How to deal with message when cluster node crash?

max-vc · July 30, 2020, 4:40pm

Hi All,

I am building a instant messaging app with Phoenix backend.
I use unique user name as the channel name,so user can send msg to each other base on name.
Now I have two nodes running, and they connect each other.

The question is how can I know the message can not reach to other node, for example the target node crash.
and shall I check the user, connect to which node, and check if the node is online, before boradcast or send the message?

Thanks.

hubertlepicki · July 30, 2020, 7:11pm

It is very little info about what you are doing in terms of how your infrastructure and code is set up, but sending back acknowledged message generally seems like the way to go…

max-vc · July 31, 2020, 1:09am

Thanks for the suggestion.
yes, I shall user ACK flag to decide whether resend message when user connect back.

here is the code I broadcast user’s message,
the question is shall I check the user or user’node is online , before broadcast the message?

def handle_in("new_message", payload, socket) do
    %{"to" => to_username, "message" =>  conversation} = payload
    from_username = socket.assigns.username
    message = %{
      from:from_username,
      message: conversation
    }
    # shall I find channel dm:`to_username`'s node whether is online,
    # if not, store the message to database,and send again when user's node online again
    socket.endpoint.broadcast!("dm:#{to_username}", "new_message", message)
 end

hubertlepicki · July 31, 2020, 1:37pm

I think the main problem here is that you are using Phoenix.PubSub (endpoint.broadcast), which is precisely what it says it is: a pub-sub mechanism. The pub-sub mechanisms generally are fire and forget, and Phoenix does it precisely this way. So, if you want to listen to some ack message it is up to you for implementation and it won’t be super easy, as you have to handle timeouts, out-of-order messages etc.

What I would do instead is to maybe register process globally within a cluster and then perform a normal GenServer.call. GenServer already sets up monitor on the destination process, and will error if the pid you are trying to send message to crashes, it also waits for the response blocking so after your GenServer.call finishes, you will be sure the destination process did in fact receive message and didn’t crash processing it.

There is a number of ways to perform gluster-wide process registration, and maybe you’d need grouping them too. There’s pg2 and Horde.Registry but also :global and others. I would have a look at Horde as this is what I am using and works pretty much flawlessly in my, relatively simple, scenarios.

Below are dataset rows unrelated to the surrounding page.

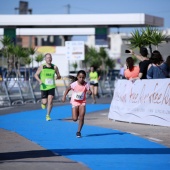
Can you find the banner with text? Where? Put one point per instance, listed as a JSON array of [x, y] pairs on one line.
[[144, 101]]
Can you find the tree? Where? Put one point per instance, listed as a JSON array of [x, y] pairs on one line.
[[99, 59], [147, 37], [92, 57]]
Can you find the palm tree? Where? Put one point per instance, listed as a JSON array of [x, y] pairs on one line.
[[92, 57], [6, 41]]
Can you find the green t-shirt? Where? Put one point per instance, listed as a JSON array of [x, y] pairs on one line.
[[47, 77]]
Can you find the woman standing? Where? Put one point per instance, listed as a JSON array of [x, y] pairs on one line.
[[94, 77]]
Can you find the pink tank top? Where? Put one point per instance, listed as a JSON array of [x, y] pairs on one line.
[[79, 93]]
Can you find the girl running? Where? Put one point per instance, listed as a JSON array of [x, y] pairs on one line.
[[78, 99]]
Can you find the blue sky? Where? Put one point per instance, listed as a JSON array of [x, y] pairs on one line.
[[159, 8]]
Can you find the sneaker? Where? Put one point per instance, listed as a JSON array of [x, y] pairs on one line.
[[43, 106], [48, 118], [78, 134]]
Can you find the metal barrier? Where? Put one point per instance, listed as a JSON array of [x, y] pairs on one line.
[[21, 92]]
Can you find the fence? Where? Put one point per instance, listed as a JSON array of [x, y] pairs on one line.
[[18, 91]]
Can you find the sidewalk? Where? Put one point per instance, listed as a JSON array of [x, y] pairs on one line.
[[18, 152]]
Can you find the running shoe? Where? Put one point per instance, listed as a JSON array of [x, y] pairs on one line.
[[78, 134], [43, 106], [48, 118]]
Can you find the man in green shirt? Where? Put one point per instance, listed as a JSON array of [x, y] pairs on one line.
[[45, 75]]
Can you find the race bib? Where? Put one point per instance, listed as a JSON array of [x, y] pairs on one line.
[[78, 95], [93, 82], [49, 81]]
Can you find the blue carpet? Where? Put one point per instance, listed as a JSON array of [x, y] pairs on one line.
[[99, 148]]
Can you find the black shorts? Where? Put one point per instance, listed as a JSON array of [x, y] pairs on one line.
[[45, 93], [94, 84]]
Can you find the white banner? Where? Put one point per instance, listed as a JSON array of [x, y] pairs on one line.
[[144, 101]]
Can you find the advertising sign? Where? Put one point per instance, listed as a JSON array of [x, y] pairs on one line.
[[74, 50]]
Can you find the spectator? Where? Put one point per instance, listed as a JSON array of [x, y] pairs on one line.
[[94, 78], [122, 72], [158, 68], [143, 65], [132, 71], [168, 63]]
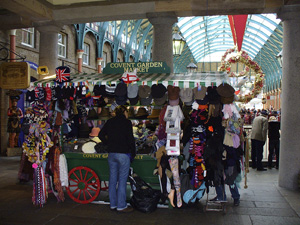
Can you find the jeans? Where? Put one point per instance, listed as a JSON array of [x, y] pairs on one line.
[[119, 164], [221, 194], [257, 153], [273, 144]]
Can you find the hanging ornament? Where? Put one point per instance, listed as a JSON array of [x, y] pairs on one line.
[[242, 57]]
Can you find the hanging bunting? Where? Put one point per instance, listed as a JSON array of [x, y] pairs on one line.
[[238, 25]]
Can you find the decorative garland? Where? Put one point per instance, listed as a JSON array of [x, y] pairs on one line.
[[243, 57]]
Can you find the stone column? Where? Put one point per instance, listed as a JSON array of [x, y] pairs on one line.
[[12, 37], [3, 121], [48, 47], [290, 129], [162, 49], [99, 61], [79, 55]]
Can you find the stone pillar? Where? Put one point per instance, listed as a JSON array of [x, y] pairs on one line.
[[48, 47], [162, 49], [12, 37], [290, 129], [99, 61], [79, 55], [3, 121]]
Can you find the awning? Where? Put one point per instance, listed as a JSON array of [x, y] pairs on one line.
[[181, 80]]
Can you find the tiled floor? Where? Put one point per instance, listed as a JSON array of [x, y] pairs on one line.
[[262, 203]]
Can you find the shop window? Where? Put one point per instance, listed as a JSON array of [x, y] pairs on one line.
[[104, 59], [86, 54], [62, 45], [28, 37]]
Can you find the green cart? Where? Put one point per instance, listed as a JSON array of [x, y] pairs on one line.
[[88, 174]]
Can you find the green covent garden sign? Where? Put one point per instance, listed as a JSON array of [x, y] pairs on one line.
[[142, 67]]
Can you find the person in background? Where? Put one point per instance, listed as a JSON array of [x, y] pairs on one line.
[[118, 135], [274, 135], [258, 139]]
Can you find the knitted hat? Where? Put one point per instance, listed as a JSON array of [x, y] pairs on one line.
[[203, 101], [199, 92], [141, 113], [173, 92], [95, 131], [132, 90], [227, 100], [104, 114], [121, 100], [174, 102], [154, 114], [134, 101], [121, 89], [158, 90], [160, 101], [131, 112], [213, 96], [146, 101], [186, 94], [225, 90], [144, 91]]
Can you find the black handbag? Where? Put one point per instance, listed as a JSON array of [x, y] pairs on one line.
[[144, 198], [92, 115]]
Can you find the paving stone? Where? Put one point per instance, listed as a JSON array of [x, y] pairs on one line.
[[274, 220], [71, 220]]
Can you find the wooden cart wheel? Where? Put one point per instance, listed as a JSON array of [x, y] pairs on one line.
[[84, 185]]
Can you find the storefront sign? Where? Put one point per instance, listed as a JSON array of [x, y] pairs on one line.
[[14, 75], [105, 156], [142, 67], [32, 65]]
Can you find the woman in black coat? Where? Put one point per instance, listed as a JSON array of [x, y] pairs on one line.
[[118, 135]]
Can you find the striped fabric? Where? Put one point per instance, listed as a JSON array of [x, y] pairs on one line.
[[181, 80]]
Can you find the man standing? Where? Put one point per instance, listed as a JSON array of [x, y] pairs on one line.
[[258, 139]]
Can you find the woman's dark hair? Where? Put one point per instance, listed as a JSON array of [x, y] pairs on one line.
[[119, 110]]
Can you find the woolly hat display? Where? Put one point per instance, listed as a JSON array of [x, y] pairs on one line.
[[88, 147], [154, 114], [92, 114], [213, 96], [160, 101], [104, 114], [227, 100], [225, 90], [158, 90], [146, 101], [173, 92], [264, 112], [199, 92], [203, 101], [131, 112], [186, 95], [272, 118], [121, 89], [110, 90], [174, 102], [134, 101], [141, 113], [144, 91], [132, 90], [121, 100], [95, 131]]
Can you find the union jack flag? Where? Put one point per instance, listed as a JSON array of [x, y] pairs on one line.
[[62, 74]]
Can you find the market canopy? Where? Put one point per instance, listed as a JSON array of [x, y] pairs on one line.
[[184, 80]]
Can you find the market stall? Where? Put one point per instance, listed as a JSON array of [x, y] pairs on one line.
[[163, 107]]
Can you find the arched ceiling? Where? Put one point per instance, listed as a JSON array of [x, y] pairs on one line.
[[208, 37]]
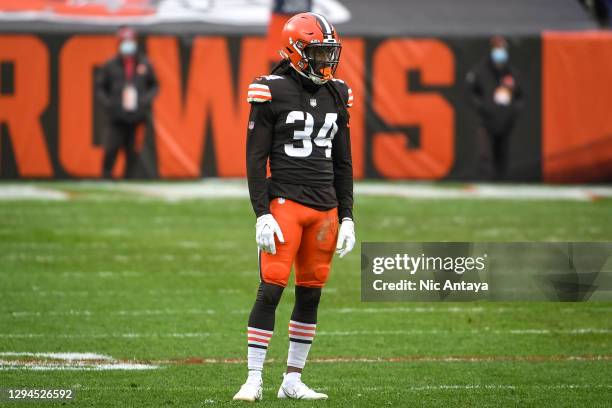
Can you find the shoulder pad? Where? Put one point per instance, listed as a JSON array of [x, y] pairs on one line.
[[260, 90], [258, 93], [347, 92]]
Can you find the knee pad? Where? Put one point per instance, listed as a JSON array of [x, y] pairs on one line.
[[264, 310], [306, 304], [269, 294]]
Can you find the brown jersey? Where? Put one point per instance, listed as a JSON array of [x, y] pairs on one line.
[[296, 125]]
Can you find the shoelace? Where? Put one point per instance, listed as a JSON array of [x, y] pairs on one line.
[[252, 381]]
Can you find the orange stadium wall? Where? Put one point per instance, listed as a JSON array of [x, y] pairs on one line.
[[411, 118]]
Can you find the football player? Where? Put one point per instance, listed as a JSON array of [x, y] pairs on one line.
[[299, 122]]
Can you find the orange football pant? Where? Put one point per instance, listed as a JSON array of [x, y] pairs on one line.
[[310, 240]]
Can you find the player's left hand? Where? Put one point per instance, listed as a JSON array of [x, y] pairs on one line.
[[265, 230], [346, 237]]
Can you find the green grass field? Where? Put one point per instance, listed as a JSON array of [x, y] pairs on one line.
[[170, 284]]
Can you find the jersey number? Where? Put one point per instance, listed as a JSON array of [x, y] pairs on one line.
[[323, 139]]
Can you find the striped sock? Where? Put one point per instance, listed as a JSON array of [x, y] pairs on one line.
[[300, 340], [258, 340]]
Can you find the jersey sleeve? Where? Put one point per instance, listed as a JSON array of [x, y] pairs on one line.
[[346, 92], [259, 142]]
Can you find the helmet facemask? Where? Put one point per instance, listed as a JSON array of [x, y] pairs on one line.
[[322, 61]]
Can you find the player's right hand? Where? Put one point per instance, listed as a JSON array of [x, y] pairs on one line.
[[265, 229]]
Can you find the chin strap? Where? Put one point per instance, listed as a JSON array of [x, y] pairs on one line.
[[312, 77]]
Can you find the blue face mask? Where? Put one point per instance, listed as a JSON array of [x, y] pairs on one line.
[[127, 47], [499, 55]]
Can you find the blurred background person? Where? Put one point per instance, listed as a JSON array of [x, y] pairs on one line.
[[126, 86], [496, 94]]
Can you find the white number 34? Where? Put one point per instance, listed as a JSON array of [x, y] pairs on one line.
[[324, 137]]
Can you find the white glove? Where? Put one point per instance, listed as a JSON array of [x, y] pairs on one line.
[[346, 237], [265, 228]]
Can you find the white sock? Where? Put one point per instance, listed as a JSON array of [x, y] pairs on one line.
[[300, 340], [256, 358], [292, 377], [255, 374]]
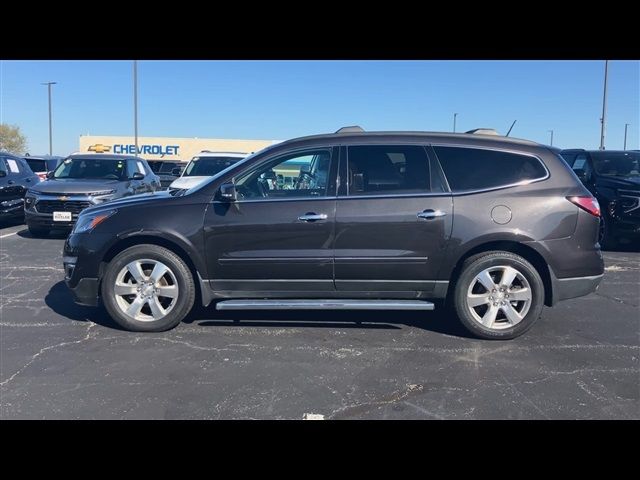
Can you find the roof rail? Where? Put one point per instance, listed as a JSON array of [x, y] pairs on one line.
[[483, 131], [351, 129]]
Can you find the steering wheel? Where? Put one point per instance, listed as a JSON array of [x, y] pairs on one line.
[[301, 177]]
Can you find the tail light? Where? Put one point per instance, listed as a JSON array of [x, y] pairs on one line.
[[587, 203]]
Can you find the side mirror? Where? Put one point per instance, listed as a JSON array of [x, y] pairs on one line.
[[582, 175], [227, 192]]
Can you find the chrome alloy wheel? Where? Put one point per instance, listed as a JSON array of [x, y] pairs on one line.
[[499, 297], [146, 290]]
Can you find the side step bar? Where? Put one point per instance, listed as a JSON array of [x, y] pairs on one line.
[[298, 304]]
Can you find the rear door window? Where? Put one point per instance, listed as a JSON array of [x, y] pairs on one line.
[[388, 170], [469, 169]]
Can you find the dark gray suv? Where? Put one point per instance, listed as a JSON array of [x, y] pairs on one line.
[[493, 227], [83, 180]]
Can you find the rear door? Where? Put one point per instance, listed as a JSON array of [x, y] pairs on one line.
[[393, 219]]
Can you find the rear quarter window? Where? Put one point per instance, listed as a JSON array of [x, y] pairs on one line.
[[470, 169]]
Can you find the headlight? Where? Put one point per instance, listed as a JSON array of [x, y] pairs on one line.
[[102, 192], [86, 223]]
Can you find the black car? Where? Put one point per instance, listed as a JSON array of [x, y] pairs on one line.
[[41, 165], [613, 177], [15, 179], [166, 170], [496, 227], [83, 180]]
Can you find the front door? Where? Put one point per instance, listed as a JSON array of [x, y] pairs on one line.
[[278, 235], [394, 217]]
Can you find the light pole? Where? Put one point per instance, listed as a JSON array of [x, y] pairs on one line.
[[603, 120], [625, 135], [48, 84], [135, 103]]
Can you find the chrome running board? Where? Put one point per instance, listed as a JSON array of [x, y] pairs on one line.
[[298, 304]]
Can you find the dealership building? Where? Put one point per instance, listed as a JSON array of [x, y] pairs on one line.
[[168, 148]]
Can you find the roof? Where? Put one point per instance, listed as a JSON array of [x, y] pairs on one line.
[[207, 153], [104, 156], [429, 136]]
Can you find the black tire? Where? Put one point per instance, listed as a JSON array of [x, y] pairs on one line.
[[476, 264], [38, 231], [184, 278], [605, 233]]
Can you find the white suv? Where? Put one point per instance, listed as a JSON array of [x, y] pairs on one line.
[[205, 165]]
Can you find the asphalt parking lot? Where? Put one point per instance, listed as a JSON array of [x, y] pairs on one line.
[[60, 360]]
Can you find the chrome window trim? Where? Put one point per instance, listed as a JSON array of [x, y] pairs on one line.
[[494, 149]]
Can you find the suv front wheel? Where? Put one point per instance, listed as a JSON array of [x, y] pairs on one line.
[[148, 288], [499, 295]]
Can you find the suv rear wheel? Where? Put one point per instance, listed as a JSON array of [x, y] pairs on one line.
[[499, 295], [148, 288]]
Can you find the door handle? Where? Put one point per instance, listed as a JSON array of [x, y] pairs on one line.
[[312, 217], [431, 214]]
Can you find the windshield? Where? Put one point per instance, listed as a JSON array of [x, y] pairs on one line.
[[617, 164], [37, 165], [108, 169], [208, 166], [206, 182]]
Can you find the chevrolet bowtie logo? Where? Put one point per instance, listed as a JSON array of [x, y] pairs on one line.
[[99, 148]]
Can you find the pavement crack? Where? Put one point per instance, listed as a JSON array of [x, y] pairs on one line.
[[395, 397], [42, 351], [615, 299]]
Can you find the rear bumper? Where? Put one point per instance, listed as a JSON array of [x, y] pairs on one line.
[[566, 288]]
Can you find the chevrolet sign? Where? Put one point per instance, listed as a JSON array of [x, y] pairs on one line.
[[99, 148], [161, 150]]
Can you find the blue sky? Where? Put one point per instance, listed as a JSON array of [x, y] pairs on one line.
[[284, 99]]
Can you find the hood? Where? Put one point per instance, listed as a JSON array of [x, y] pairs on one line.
[[187, 182], [133, 200], [629, 183], [74, 185]]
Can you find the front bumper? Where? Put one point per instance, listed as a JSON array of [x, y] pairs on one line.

max-vc · July 31, 2020, 4:25pm

Thank you so much.
I am not aware Elixir has this concept: process registration. since your last reply, I am looking at Phoenix Tracker, try to find a way to register the user-process info when join the channel.
seems the Horde.Registry is the answer.
Sir, last question, as the IM app may has millions clients connected, shall I worry the performance when use Horde.Registery?